Graphene-MnO2 Hybrid Nanostructure as a New Catalyst for Formaldehyde Oxidation

Graphene-based hybrids for catalysis are currently attracting tremendous attention due to their unique and advantageous properties. However, the application in gas-phase thermal catalysis including the catalytic oxidation of volatile organic compounds (VOCs) remains a theoretical research stage. Here we developed a new use of graphene-based hybrid as a catalyst for formaldehyde (HCHO) oxidation.
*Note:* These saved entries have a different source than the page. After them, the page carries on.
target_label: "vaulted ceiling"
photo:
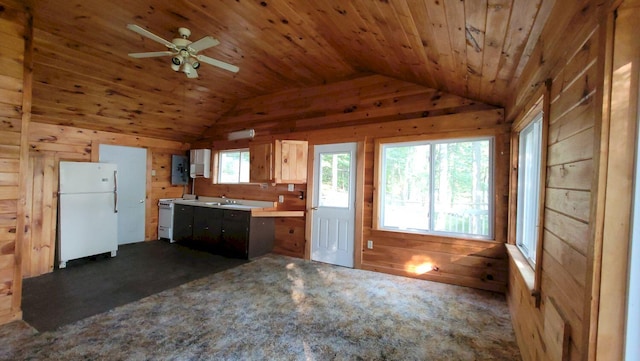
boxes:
[30,0,555,141]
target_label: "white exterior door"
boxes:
[100,144,147,245]
[311,143,356,268]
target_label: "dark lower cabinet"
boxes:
[221,210,250,258]
[173,204,194,242]
[173,205,274,260]
[245,217,275,259]
[193,207,223,251]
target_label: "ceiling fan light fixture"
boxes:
[127,24,240,78]
[183,62,195,76]
[171,55,183,66]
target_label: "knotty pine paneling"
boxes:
[0,0,27,326]
[21,154,56,278]
[22,122,190,279]
[505,1,603,359]
[24,0,557,141]
[204,75,501,140]
[195,76,510,293]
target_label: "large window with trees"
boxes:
[376,137,493,238]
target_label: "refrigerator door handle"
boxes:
[113,170,118,213]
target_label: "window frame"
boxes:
[373,133,495,240]
[515,113,543,266]
[507,80,550,307]
[213,148,251,184]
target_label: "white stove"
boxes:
[158,198,183,242]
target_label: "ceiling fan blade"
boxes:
[197,55,239,73]
[127,24,176,49]
[128,51,175,58]
[188,36,220,53]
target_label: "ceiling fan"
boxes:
[127,24,239,78]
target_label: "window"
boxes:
[377,137,493,239]
[319,151,351,208]
[515,114,543,265]
[217,149,250,183]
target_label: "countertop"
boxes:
[173,197,305,217]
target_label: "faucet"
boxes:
[220,195,238,204]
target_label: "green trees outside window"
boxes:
[380,138,492,238]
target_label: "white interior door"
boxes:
[311,143,356,268]
[100,144,147,245]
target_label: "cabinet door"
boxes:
[249,143,273,183]
[276,140,308,183]
[221,210,250,258]
[193,207,223,250]
[173,205,194,242]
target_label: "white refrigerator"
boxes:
[58,161,119,268]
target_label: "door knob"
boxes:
[139,200,145,203]
[311,207,318,210]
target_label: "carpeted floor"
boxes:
[1,254,521,360]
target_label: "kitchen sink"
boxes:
[220,204,258,209]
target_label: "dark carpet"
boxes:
[21,240,247,332]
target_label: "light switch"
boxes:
[287,183,294,191]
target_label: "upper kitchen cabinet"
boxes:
[250,140,308,184]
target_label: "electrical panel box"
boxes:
[190,149,211,178]
[171,154,189,185]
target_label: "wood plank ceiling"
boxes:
[30,0,555,142]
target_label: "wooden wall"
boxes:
[504,0,605,360]
[21,122,190,278]
[196,75,510,293]
[0,0,29,325]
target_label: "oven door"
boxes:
[158,203,174,241]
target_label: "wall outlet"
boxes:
[367,240,373,249]
[278,195,284,203]
[287,183,295,191]
[151,169,156,176]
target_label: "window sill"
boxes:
[506,244,536,294]
[374,227,494,242]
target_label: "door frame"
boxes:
[92,141,153,242]
[592,0,640,359]
[305,141,365,269]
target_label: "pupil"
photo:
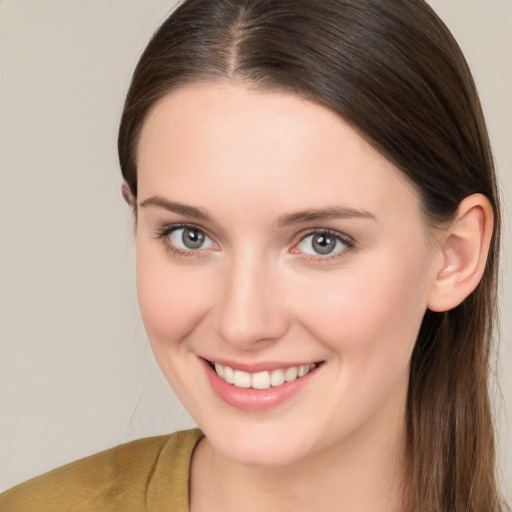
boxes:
[182,228,205,249]
[312,234,336,255]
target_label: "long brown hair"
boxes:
[118,0,507,509]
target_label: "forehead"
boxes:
[136,83,421,223]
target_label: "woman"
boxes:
[1,0,508,510]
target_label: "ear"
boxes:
[121,182,135,207]
[121,183,138,229]
[427,194,494,312]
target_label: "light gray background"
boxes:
[0,0,510,499]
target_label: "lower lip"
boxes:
[200,358,320,411]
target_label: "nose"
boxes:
[214,251,290,350]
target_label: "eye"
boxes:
[158,225,217,254]
[294,230,353,257]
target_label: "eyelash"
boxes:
[293,229,355,262]
[154,224,355,262]
[154,223,215,259]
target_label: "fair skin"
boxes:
[130,83,493,512]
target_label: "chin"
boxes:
[200,418,320,468]
[219,437,307,468]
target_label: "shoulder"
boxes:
[0,428,203,512]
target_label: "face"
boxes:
[135,83,439,467]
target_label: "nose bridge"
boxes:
[215,246,288,348]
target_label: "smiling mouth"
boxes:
[208,361,319,390]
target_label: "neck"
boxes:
[190,414,407,512]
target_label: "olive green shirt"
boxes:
[0,428,204,512]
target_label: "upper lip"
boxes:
[201,357,322,373]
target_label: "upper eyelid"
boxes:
[155,222,213,240]
[156,224,352,239]
[156,224,218,256]
[155,223,354,253]
[295,227,354,244]
[154,223,213,245]
[291,228,355,258]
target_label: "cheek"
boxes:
[135,249,212,349]
[291,257,431,438]
[296,247,432,376]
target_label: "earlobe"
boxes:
[427,194,494,312]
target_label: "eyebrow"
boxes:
[139,196,376,226]
[139,196,213,222]
[277,207,377,226]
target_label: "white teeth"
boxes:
[233,370,251,388]
[214,362,224,378]
[212,362,317,389]
[252,371,271,390]
[270,369,285,387]
[298,364,308,377]
[284,366,298,382]
[224,365,235,384]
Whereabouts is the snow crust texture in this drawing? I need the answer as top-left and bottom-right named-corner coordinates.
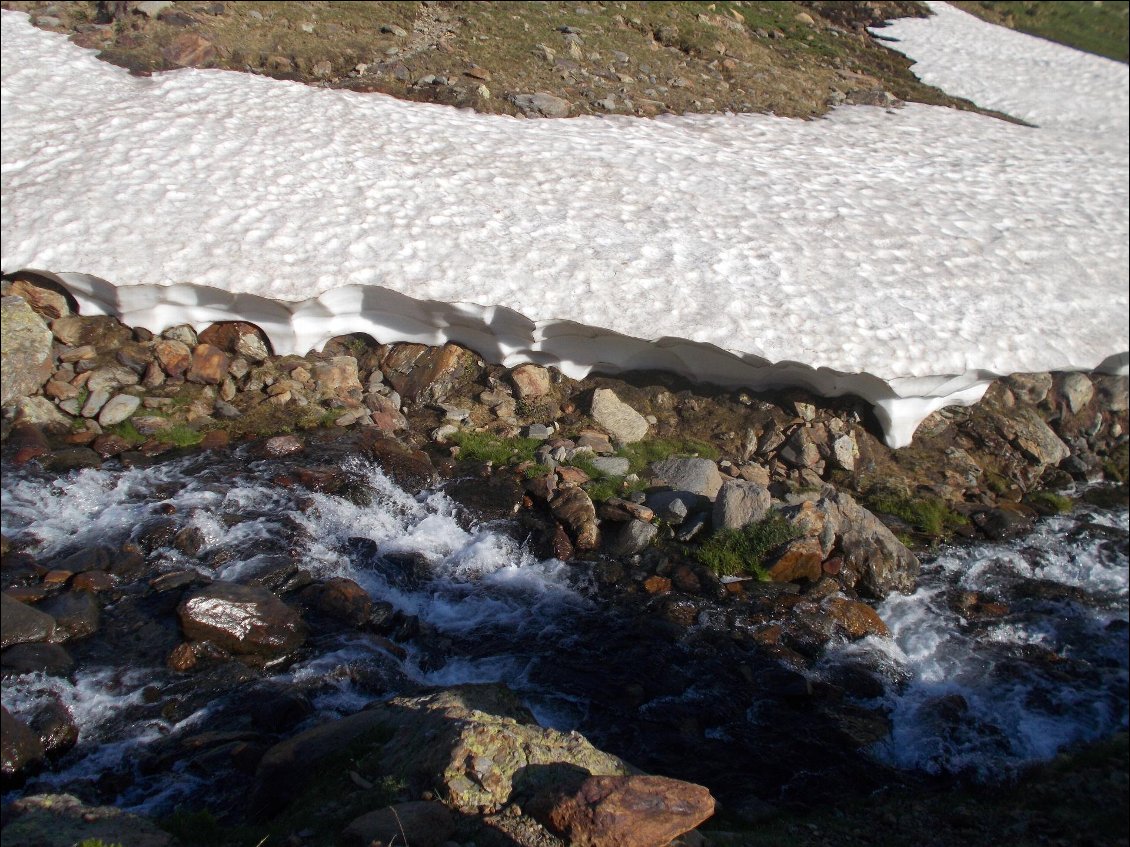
top-left (1, 4), bottom-right (1127, 446)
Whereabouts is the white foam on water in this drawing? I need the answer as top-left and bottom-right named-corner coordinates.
top-left (847, 513), bottom-right (1130, 778)
top-left (3, 6), bottom-right (1126, 447)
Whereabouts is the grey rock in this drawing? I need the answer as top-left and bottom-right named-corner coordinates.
top-left (12, 397), bottom-right (73, 433)
top-left (381, 23), bottom-right (408, 37)
top-left (1, 296), bottom-right (53, 408)
top-left (512, 92), bottom-right (571, 118)
top-left (712, 480), bottom-right (771, 530)
top-left (135, 0), bottom-right (174, 17)
top-left (591, 388), bottom-right (649, 444)
top-left (1096, 375), bottom-right (1129, 412)
top-left (779, 427), bottom-right (821, 469)
top-left (645, 490), bottom-right (707, 524)
top-left (1, 593), bottom-right (56, 649)
top-left (97, 394), bottom-right (141, 427)
top-left (1, 643), bottom-right (74, 677)
top-left (647, 457), bottom-right (723, 499)
top-left (675, 512), bottom-right (709, 542)
top-left (607, 519), bottom-right (658, 557)
top-left (1005, 373), bottom-right (1053, 405)
top-left (39, 592), bottom-right (100, 641)
top-left (81, 388), bottom-right (111, 418)
top-left (831, 433), bottom-right (857, 471)
top-left (85, 365), bottom-right (139, 394)
top-left (1061, 373), bottom-right (1094, 414)
top-left (161, 324), bottom-right (198, 347)
top-left (526, 423), bottom-right (553, 440)
top-left (1009, 408), bottom-right (1071, 466)
top-left (590, 456), bottom-right (630, 477)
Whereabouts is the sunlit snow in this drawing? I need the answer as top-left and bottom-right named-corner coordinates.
top-left (1, 2), bottom-right (1126, 446)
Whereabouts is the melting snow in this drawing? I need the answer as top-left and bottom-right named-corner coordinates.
top-left (1, 2), bottom-right (1126, 446)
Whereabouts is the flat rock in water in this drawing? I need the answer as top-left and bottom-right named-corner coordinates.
top-left (1, 643), bottom-right (74, 677)
top-left (177, 582), bottom-right (306, 658)
top-left (1, 593), bottom-right (56, 650)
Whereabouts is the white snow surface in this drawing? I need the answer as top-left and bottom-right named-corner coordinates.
top-left (1, 3), bottom-right (1127, 446)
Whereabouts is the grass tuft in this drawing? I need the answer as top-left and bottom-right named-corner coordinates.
top-left (867, 491), bottom-right (968, 538)
top-left (449, 431), bottom-right (540, 466)
top-left (697, 514), bottom-right (801, 579)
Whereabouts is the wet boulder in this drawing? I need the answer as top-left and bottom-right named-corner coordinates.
top-left (29, 697), bottom-right (79, 759)
top-left (39, 591), bottom-right (101, 641)
top-left (177, 582), bottom-right (307, 659)
top-left (305, 577), bottom-right (372, 627)
top-left (1, 593), bottom-right (56, 649)
top-left (552, 487), bottom-right (601, 550)
top-left (1, 706), bottom-right (45, 788)
top-left (2, 643), bottom-right (75, 678)
top-left (530, 774), bottom-right (715, 847)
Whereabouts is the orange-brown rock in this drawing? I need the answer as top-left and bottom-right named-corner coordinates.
top-left (824, 597), bottom-right (889, 639)
top-left (766, 536), bottom-right (824, 584)
top-left (643, 575), bottom-right (672, 594)
top-left (186, 343), bottom-right (230, 385)
top-left (152, 338), bottom-right (193, 378)
top-left (534, 774), bottom-right (715, 847)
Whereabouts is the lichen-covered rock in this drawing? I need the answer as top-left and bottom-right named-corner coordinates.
top-left (1, 296), bottom-right (53, 408)
top-left (382, 342), bottom-right (478, 404)
top-left (1, 792), bottom-right (172, 847)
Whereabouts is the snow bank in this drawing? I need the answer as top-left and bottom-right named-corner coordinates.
top-left (1, 4), bottom-right (1126, 447)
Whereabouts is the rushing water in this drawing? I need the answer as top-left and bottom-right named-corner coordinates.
top-left (2, 444), bottom-right (1127, 814)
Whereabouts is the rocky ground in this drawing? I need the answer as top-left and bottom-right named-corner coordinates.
top-left (1, 275), bottom-right (1128, 845)
top-left (1, 0), bottom-right (1018, 121)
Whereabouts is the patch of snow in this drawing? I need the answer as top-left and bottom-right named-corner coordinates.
top-left (1, 6), bottom-right (1126, 446)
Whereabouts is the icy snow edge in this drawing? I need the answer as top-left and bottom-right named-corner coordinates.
top-left (2, 6), bottom-right (1128, 448)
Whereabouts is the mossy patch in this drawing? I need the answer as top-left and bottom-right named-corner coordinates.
top-left (697, 513), bottom-right (801, 578)
top-left (1023, 490), bottom-right (1073, 516)
top-left (449, 431), bottom-right (541, 466)
top-left (866, 490), bottom-right (968, 539)
top-left (616, 437), bottom-right (720, 476)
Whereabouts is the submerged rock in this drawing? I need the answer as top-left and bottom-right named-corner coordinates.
top-left (1, 592), bottom-right (56, 649)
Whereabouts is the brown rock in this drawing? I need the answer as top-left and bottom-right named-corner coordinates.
top-left (200, 430), bottom-right (230, 450)
top-left (91, 434), bottom-right (133, 458)
top-left (643, 575), bottom-right (672, 594)
top-left (556, 465), bottom-right (592, 486)
top-left (161, 32), bottom-right (217, 67)
top-left (511, 363), bottom-right (552, 398)
top-left (552, 522), bottom-right (575, 560)
top-left (2, 705), bottom-right (45, 787)
top-left (198, 322), bottom-right (271, 361)
top-left (309, 577), bottom-right (372, 627)
top-left (167, 642), bottom-right (198, 672)
top-left (382, 343), bottom-right (478, 404)
top-left (766, 537), bottom-right (823, 584)
top-left (313, 356), bottom-right (362, 400)
top-left (552, 488), bottom-right (600, 550)
top-left (535, 775), bottom-right (714, 847)
top-left (153, 338), bottom-right (193, 377)
top-left (261, 434), bottom-right (305, 458)
top-left (187, 343), bottom-right (230, 385)
top-left (44, 379), bottom-right (79, 401)
top-left (8, 279), bottom-right (69, 320)
top-left (71, 571), bottom-right (116, 593)
top-left (177, 582), bottom-right (306, 659)
top-left (824, 597), bottom-right (889, 639)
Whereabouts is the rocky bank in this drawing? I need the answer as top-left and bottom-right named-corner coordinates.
top-left (1, 275), bottom-right (1128, 845)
The hybrid design of MnO2 catalyst incorporated on graphene nanosheets not only exposes more active surface for catalysis, introduces expressways for charge travel during redox reaction, but also brings a large amount of surface OH- species, which simplifies the decomposition pathway of HCHO without the generation and oxidation of intermediate CO. Therefore, this hybrid design enables great performance enhancements in HCHO oxidation as compared to pure MnO2 and even other noble metal catalysts, displaying a much low 100% removal temperature of 65 degrees C. Highly stable performance and excellent recycling ability are also observed over graphene-MnO2 hybrids. Kinetic tests reveal that the introduction of graphene reduces activation energy of MnO2 catalyst from 65.5 to 39.5 kJ mol(-1).